Treatment of cancer cachexia in mice by combination of dsRNA-dependent protein kinase inhibitor and medroxyprogesterone acetate.

Inhibitor of dsRNA-dependent protein kinase (PKRI) and medroxyprogesterone acetate (MPA) improve cancer cachexia via different mechanisms. We aimed to compare these two drugs, alone or in combination, in cancer cachexia in mice. Forty male BABL/c mice aged 6-8 weeks were randomly divided into PKRI, MPA, PKRI+MPA, placebo, and healthy control groups. The first 4 groups were injected with colon-26 adenocarcinoma and fed for 12 days and then treated with PKRI and MPA alone or in combination for 7 days. Body weight, tumor volume, wet weight of gastrocnemius muscle, serum levels of nutritional markers and cytokines were measured. The tumor growth (volume and weight) of mice treated with PKRI, MPA alone or PKRI+MPA was slower than that of placebo group.

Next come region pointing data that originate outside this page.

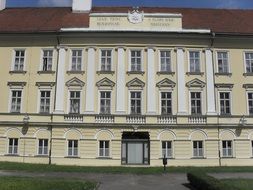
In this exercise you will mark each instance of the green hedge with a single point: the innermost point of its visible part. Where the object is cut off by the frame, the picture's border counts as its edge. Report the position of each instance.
(201, 181)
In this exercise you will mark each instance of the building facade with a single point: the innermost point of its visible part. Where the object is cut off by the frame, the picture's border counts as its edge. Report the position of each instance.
(126, 86)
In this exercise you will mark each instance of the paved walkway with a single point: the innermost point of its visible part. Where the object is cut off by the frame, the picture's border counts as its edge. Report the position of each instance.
(118, 181)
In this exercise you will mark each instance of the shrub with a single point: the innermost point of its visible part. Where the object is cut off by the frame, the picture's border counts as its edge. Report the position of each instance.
(201, 181)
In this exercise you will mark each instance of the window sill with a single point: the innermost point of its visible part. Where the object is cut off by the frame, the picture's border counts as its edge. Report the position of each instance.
(247, 74)
(165, 73)
(104, 158)
(75, 72)
(195, 73)
(75, 157)
(13, 155)
(17, 72)
(105, 72)
(46, 72)
(135, 72)
(42, 156)
(223, 74)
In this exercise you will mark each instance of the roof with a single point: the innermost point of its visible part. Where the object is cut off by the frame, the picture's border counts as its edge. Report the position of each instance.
(53, 19)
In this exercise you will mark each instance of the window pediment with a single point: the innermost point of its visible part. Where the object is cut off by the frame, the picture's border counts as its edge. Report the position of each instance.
(75, 82)
(166, 83)
(105, 82)
(195, 83)
(135, 83)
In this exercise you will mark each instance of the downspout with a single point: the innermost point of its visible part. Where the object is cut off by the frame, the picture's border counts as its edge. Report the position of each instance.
(218, 134)
(51, 119)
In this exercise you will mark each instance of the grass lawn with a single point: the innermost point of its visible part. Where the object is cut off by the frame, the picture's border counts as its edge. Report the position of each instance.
(16, 183)
(243, 184)
(134, 170)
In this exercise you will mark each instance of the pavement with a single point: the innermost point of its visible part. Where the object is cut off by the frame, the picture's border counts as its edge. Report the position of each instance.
(117, 181)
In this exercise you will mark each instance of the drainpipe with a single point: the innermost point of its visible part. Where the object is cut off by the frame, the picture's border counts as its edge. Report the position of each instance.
(51, 119)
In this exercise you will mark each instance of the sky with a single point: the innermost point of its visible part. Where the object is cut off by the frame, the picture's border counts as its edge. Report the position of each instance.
(230, 4)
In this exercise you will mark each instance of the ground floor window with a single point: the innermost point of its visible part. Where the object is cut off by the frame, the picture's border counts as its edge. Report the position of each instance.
(167, 149)
(13, 146)
(227, 149)
(73, 148)
(43, 147)
(198, 149)
(104, 148)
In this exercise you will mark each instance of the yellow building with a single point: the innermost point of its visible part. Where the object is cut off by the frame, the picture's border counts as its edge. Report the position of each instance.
(126, 86)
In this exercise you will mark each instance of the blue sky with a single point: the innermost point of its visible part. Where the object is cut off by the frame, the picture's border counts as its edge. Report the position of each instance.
(245, 4)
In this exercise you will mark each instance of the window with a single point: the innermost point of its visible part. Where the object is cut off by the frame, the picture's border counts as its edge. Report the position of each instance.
(195, 102)
(222, 58)
(166, 107)
(249, 62)
(43, 147)
(44, 101)
(194, 61)
(73, 148)
(225, 103)
(198, 149)
(106, 60)
(104, 148)
(16, 101)
(135, 102)
(165, 61)
(74, 102)
(167, 149)
(19, 60)
(76, 64)
(105, 102)
(136, 60)
(250, 102)
(13, 146)
(227, 148)
(47, 60)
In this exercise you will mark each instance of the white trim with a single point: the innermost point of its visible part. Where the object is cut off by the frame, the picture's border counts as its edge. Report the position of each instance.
(70, 58)
(129, 101)
(199, 31)
(228, 59)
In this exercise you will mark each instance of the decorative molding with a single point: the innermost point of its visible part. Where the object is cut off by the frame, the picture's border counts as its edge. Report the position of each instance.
(166, 83)
(135, 83)
(105, 82)
(75, 82)
(195, 83)
(16, 84)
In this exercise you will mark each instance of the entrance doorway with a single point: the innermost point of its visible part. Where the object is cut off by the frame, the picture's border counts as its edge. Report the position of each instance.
(135, 148)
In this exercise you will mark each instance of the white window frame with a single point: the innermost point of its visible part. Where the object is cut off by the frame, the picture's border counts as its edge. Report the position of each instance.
(100, 58)
(12, 147)
(129, 102)
(171, 149)
(200, 60)
(10, 99)
(159, 57)
(14, 57)
(68, 102)
(104, 149)
(160, 101)
(203, 149)
(217, 63)
(244, 60)
(70, 59)
(247, 99)
(41, 59)
(99, 103)
(232, 149)
(44, 153)
(73, 148)
(129, 59)
(230, 97)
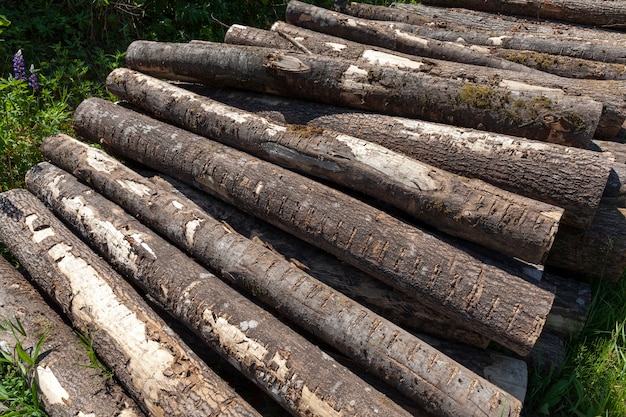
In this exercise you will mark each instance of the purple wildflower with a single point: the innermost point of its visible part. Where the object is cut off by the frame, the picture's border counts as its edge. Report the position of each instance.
(33, 80)
(19, 68)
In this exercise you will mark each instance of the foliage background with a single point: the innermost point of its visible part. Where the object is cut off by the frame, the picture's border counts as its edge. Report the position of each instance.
(74, 44)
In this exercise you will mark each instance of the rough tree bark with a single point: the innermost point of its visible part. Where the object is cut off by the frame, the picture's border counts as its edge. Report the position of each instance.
(155, 366)
(607, 14)
(407, 312)
(68, 385)
(599, 251)
(608, 92)
(587, 49)
(497, 24)
(469, 209)
(566, 177)
(538, 113)
(295, 372)
(445, 278)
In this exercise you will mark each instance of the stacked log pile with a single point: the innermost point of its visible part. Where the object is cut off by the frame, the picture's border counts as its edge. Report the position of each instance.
(351, 208)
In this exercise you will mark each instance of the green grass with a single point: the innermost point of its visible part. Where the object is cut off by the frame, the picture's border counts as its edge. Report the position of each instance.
(74, 44)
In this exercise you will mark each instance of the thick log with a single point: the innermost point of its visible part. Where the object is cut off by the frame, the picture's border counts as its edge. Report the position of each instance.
(530, 112)
(587, 50)
(524, 167)
(607, 14)
(154, 365)
(598, 252)
(469, 209)
(607, 92)
(368, 338)
(393, 305)
(499, 24)
(295, 372)
(445, 278)
(68, 384)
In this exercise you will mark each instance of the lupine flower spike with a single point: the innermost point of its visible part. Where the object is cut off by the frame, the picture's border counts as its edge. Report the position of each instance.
(19, 68)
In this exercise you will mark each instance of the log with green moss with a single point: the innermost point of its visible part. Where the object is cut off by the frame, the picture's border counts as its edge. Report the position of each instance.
(530, 111)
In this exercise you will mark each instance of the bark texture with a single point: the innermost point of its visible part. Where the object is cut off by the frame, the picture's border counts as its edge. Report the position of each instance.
(566, 177)
(470, 209)
(471, 290)
(585, 49)
(599, 251)
(607, 14)
(68, 385)
(607, 92)
(153, 364)
(530, 112)
(292, 370)
(395, 306)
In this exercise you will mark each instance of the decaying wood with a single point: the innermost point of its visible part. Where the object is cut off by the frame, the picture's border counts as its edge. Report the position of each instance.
(68, 383)
(606, 92)
(519, 41)
(500, 24)
(154, 365)
(607, 14)
(395, 306)
(268, 352)
(529, 112)
(598, 252)
(478, 294)
(368, 338)
(470, 209)
(566, 177)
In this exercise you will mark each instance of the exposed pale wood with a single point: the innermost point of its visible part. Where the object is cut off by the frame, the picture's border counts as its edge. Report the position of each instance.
(606, 13)
(608, 92)
(68, 383)
(470, 290)
(153, 364)
(524, 167)
(470, 209)
(528, 111)
(295, 372)
(599, 251)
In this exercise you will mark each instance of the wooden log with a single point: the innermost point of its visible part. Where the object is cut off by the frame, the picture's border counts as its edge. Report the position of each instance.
(469, 209)
(154, 365)
(498, 24)
(520, 166)
(587, 49)
(598, 252)
(606, 92)
(374, 294)
(295, 372)
(606, 14)
(68, 382)
(368, 338)
(445, 278)
(545, 115)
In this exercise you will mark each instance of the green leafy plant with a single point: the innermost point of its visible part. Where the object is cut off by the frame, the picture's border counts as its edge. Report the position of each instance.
(18, 387)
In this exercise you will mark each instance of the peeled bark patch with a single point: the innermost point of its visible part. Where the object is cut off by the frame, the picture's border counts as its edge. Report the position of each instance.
(444, 277)
(154, 366)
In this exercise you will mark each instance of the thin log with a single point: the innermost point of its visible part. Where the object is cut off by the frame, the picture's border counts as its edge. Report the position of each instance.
(520, 166)
(598, 252)
(372, 340)
(470, 290)
(469, 209)
(608, 92)
(69, 383)
(607, 14)
(498, 24)
(534, 113)
(295, 372)
(587, 50)
(155, 366)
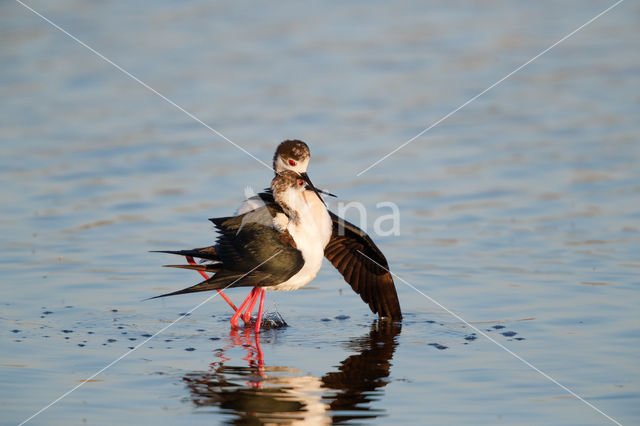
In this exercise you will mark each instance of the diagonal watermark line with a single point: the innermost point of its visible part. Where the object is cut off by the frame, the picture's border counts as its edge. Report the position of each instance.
(490, 87)
(137, 80)
(432, 300)
(139, 345)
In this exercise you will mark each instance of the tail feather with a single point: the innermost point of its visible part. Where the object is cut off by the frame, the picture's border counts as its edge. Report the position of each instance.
(206, 267)
(208, 253)
(218, 282)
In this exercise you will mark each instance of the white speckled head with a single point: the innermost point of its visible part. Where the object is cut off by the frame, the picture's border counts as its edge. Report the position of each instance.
(291, 155)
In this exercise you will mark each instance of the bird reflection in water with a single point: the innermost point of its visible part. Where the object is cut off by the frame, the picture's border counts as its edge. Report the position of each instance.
(260, 394)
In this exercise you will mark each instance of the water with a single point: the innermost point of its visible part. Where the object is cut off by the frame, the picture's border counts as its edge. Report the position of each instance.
(519, 213)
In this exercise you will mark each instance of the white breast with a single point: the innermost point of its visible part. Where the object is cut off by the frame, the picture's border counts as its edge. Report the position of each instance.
(311, 234)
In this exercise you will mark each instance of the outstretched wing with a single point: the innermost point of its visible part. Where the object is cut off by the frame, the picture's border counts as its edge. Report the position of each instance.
(363, 266)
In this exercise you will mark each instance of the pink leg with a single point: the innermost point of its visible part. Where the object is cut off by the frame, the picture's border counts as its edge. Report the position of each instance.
(206, 277)
(234, 318)
(255, 292)
(259, 320)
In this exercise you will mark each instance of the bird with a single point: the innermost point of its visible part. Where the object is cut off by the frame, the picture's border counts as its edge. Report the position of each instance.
(350, 250)
(276, 246)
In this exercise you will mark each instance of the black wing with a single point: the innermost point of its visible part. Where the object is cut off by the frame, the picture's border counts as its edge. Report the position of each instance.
(248, 242)
(368, 275)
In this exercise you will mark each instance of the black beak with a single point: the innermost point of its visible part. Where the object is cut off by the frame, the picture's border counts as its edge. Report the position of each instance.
(306, 178)
(322, 191)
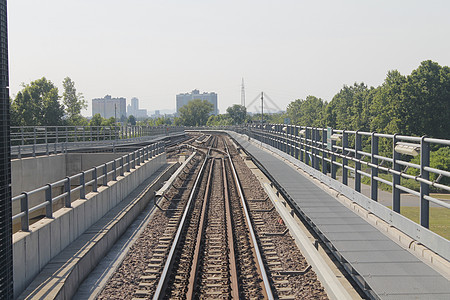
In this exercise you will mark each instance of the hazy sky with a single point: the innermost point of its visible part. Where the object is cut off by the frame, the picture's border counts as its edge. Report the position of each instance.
(155, 49)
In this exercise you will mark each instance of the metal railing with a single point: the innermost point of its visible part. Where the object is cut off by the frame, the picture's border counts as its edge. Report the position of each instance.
(30, 140)
(79, 183)
(357, 153)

Wet weight of gastrocnemius muscle was significantly higher in PKRI and PKRI+MPA-treated than in placebo animals (P<0.01). All tumor-bearing mice had a significantly lower level of blood glucose, higher level of serum triglyceride and lower level of serum albumin compared with healthy control (P<0.001). However, PKRI, MPA and PKRI+MPA groups had a significant higher level of blood glucose and lower level of serum triglyceride compared with placebo group (P<0.001). All tumor bearing mice had a significant higher level of serum TNF-α, IL-1 and IL-6 compared with healthy control (P<0.001). Serum level of TNF-α and IL-6 was significantly lower in PKRI and PKRI+MPA-treated than in placebo animals (P<0.01). PKRI alone and combination therapy with PKRI and MPA reduce tumor growth and may alleviate cachexia.